If you are grounded through the power cord, the middle prong should be connected to the building's wiring and then to an earth grounding rod, assuming your building was properly wired using modern building codes. There are inexpensive testers that can check to make sure your outlet is wired correctly.
If you use the chassis ground screw, you typically connect it to a grounding bus bar mounted on the wall, which is then connected to an earth ground. If you don't have a bus bar in your setup, you might be able to "cheat" by wiring it up to the grounding prong or center screw of an electrical outlet. (This is not ideal, and probably would not pass a code inspection, but it is better than nothing.)
Your local safety codes may require one or the other be hooked up, or both. It may also depend on whether it is a temporary item (e.g. a 5-port switch on someone's desk), or a permanent installation (something bolted to a wall). Check your local codes.
For rackmount devices, they are typically grounded to the metal frame of the rack by being bolted to it. Then there is is typically a grounding connection from the metal frame of the rack to a bus bar, which in turn grounds all of the devices mounted in the rack. This is in addition to the grounding provided via the power cords. Cable conduits, ladders, rack doors should be grounded as well (any exposed metal). Page 3 of this PDF provides a useful illustration.
For a consumer-grade desktop switch in a plastic shell like the ones you mentioned: There is usually no option for attaching a ground because it is not required since there is no exposed metal. The only things you should do is make sure your outlets are wired correctly (using the aforementioned tester), and use a surge suppressor (power strip or UPS).
Grounding for Signal Integrity: The other reason you might need to pay attention to grounding is if you have a signal integrity problem (corrupt data). Two big ways this can come into play:
In an electronic system, ground is the reference point for "zero volts". Ground is not the same everywhere you are, so two physically separate systems may disagree on what is a "1" or a "0". This can lead to all kinds of "interesting" communication problems. A common way you can run into this is if one of the computers connected to the switch is on a separate electrical power system (e.g. two buildings connected by an underground cable). In that case, it is recommended that you use fiber ethernet (not a consumer grade switch).
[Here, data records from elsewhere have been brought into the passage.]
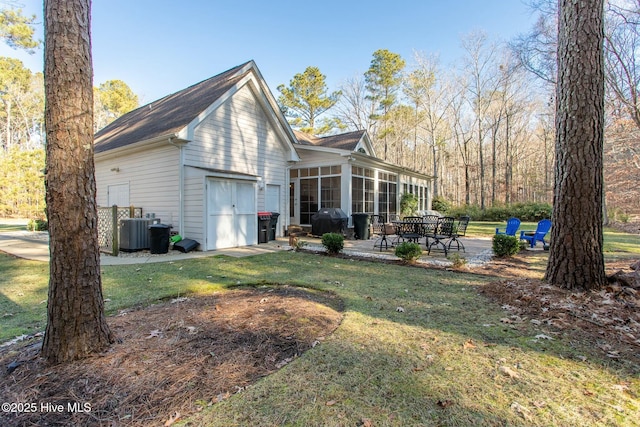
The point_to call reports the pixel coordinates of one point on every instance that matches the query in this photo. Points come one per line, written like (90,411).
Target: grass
(441,361)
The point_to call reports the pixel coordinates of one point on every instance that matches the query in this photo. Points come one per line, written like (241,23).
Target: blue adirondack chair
(538,235)
(512,227)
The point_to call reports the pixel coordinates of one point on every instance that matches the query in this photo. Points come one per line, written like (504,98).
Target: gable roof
(167,116)
(345,141)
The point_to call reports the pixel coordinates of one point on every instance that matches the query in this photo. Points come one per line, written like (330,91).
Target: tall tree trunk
(76,324)
(576,260)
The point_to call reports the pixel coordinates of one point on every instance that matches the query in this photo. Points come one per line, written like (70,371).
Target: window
(330,192)
(319,188)
(308,199)
(387,194)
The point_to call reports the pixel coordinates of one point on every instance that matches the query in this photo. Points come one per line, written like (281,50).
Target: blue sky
(159,47)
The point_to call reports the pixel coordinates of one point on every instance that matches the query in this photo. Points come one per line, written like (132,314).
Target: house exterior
(342,171)
(208,158)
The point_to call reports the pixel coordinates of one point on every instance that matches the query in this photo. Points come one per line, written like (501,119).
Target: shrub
(457,261)
(408,251)
(37,225)
(525,211)
(505,246)
(333,242)
(408,204)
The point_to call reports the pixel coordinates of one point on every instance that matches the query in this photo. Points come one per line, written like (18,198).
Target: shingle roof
(166,115)
(345,141)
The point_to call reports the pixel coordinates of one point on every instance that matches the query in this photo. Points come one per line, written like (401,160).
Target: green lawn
(442,361)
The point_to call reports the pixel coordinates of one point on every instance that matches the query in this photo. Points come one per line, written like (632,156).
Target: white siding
(153,180)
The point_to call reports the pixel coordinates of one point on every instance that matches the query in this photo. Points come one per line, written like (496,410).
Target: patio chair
(459,231)
(429,226)
(538,235)
(512,227)
(379,229)
(409,229)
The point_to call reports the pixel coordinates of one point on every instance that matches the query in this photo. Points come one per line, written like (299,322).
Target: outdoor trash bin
(264,221)
(273,225)
(361,223)
(159,239)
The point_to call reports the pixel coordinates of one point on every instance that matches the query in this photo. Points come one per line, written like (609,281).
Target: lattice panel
(106,225)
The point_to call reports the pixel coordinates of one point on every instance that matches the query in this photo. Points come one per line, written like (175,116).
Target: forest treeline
(482,127)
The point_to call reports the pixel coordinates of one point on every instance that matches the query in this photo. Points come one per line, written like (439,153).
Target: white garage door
(231,208)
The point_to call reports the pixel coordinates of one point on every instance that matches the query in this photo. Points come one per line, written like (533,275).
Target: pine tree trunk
(576,260)
(76,324)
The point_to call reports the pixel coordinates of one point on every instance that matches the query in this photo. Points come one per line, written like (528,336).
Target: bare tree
(576,260)
(354,109)
(622,44)
(76,324)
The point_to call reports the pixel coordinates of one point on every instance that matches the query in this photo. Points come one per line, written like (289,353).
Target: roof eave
(170,138)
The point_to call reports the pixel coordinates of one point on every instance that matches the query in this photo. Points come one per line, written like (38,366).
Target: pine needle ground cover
(410,346)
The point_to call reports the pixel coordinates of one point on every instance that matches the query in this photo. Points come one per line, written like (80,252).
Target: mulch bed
(172,358)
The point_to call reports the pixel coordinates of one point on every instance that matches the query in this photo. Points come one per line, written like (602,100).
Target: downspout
(181,185)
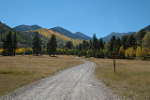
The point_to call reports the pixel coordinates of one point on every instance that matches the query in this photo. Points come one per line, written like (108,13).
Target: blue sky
(87,16)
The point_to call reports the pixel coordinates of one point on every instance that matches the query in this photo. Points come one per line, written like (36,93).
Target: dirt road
(76,83)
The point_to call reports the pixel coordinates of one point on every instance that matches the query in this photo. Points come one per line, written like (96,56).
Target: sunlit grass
(19,71)
(131,79)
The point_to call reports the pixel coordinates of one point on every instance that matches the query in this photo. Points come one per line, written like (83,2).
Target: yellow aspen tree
(139,52)
(121,51)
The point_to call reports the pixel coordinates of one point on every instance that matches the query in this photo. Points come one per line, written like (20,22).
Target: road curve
(75,83)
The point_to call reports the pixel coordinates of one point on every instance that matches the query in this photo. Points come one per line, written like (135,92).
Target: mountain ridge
(24,27)
(108,37)
(77,35)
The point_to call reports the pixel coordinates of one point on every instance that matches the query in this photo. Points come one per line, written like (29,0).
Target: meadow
(131,81)
(19,71)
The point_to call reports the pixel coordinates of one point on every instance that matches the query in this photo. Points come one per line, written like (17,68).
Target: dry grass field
(19,71)
(131,80)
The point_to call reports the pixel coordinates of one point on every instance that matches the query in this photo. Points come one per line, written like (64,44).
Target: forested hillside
(5,29)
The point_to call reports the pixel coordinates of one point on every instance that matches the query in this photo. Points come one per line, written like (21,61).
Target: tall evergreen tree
(118,44)
(112,44)
(8,45)
(146,40)
(95,43)
(36,44)
(124,41)
(131,42)
(140,36)
(52,45)
(101,44)
(15,42)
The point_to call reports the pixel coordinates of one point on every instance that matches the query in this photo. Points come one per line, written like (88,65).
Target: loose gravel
(75,83)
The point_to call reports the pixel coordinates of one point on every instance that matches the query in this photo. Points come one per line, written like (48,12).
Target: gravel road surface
(75,83)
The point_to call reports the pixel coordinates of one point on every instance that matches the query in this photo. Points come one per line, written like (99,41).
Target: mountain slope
(26,27)
(108,37)
(82,36)
(4,29)
(77,35)
(60,37)
(64,32)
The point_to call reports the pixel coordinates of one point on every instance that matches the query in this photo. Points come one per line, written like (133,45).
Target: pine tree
(131,42)
(52,45)
(118,44)
(122,52)
(124,41)
(140,36)
(36,44)
(95,43)
(101,44)
(8,45)
(139,52)
(112,44)
(146,40)
(15,42)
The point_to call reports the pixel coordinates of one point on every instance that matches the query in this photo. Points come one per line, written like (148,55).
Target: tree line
(130,47)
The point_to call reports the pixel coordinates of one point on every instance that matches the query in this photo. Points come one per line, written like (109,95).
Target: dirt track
(76,83)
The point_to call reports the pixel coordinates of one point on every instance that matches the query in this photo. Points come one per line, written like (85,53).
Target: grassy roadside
(19,71)
(130,82)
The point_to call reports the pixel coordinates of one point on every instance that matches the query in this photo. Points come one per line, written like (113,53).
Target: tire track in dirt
(75,83)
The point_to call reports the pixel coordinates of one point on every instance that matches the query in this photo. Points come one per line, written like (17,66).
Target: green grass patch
(131,81)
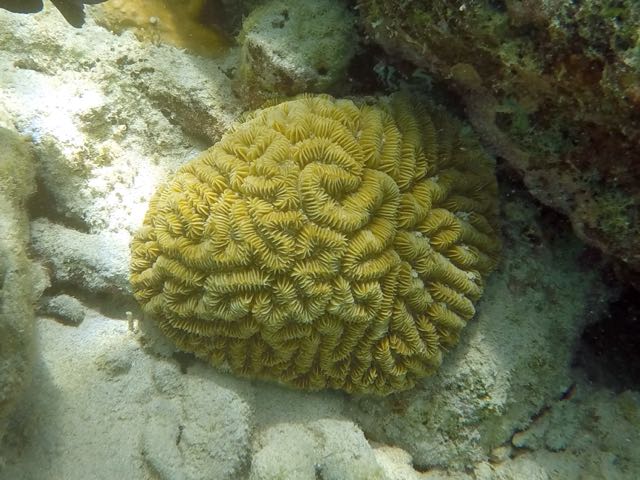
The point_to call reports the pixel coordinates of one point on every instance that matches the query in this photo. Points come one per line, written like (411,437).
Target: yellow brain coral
(323,243)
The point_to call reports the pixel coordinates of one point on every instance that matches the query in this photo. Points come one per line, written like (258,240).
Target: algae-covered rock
(292,47)
(17,292)
(552,86)
(324,244)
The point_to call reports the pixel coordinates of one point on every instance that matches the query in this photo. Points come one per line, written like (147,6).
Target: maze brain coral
(323,244)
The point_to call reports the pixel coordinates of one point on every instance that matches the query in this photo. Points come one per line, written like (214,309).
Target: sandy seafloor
(103,119)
Electronic interference and "noise". Power cables running next to data cables. EMI due to a large electric compressor next to your wiring closet. These kinds of problems can be mitigated with grounded conduits and other forms of shielding (or just use fiber).
Generally speaking, Ethernet is is much more forgiving than say RS-232 when it comes to grounding issues because the signaling is differential and uses an isolation transformer. So, you usually do not need to worry about signal integrity grounding in a typical office environment. However, problems can still occur in "harsh" environments, like a factory floor. If you have a higher-end managed switch, it can give you statistics on Layer 1-2 communication errors, which will give you some idea if there are physical problems with your wiring that need to be addressed.